Today I finished the first draft of the first chapter of my first novel. At 10,000 words that’s quite some chapter but its length has been dictated by its contents, which I feel must be presented as a continuum. This first chapter recounts the events of a single crucial day in the life of its protagonist. The writing of it has left me tired and drained, because it’s very sad.

It’s a strange feeling, embarking on a project of this size. I’ve been preparing for it for months, but nothing aside from actually getting down there and doing it could have prepared me for the vertiginous sensation of unlimited possibility.  None of the short stories I’ve written this year have been particularly short; each has had to be reined in to keep it from running out of control. Now there’s no need to do that. I can show everything.
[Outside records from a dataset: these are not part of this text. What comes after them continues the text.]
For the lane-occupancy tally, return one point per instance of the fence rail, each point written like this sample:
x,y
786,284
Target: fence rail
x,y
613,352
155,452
The writer I keep thinking of at the moment is Nicola Barker. I keep wondering how she felt when she started to write Darkmans, which is one of my most admired novels of the past ten years and a modern masterpiece. That it should have won the Booker when it was shortlisted in 2007 is for me a given. In scale, ambition and achievement the book is vast. Did she know as she wrote the first word that it would be that huge? It’s proof to me that simply by sitting down and doing them such things can be done.

Now reading Margaret Atwood’s Alias Grace:

All the same, Murderess is a strong word to have attached to you. It has a smell to it, that word – musky and oppressive, like dead flowers in a vase. Sometimes at night I whisper it over to myself: Murderess, Murderess. It rustles, like a taffeta skirt across the floor.

God that’s good.

Quote of the day though has to come from one Rob Hull, who has just got into the 2012 Guinness Book of Records for having amassed the largest ever collection of Daleks. Asked what started him off, he recalled the moment when, as a child, he saw his first ever Dalek replica in a toy shop window and was forever smitten:

”My mum wouldn’t buy it for me, but I swore at that moment that I’d have my own one day.”

Didn’t we all, Rob, didn’t we all. 517 Daleks later, he is still collecting.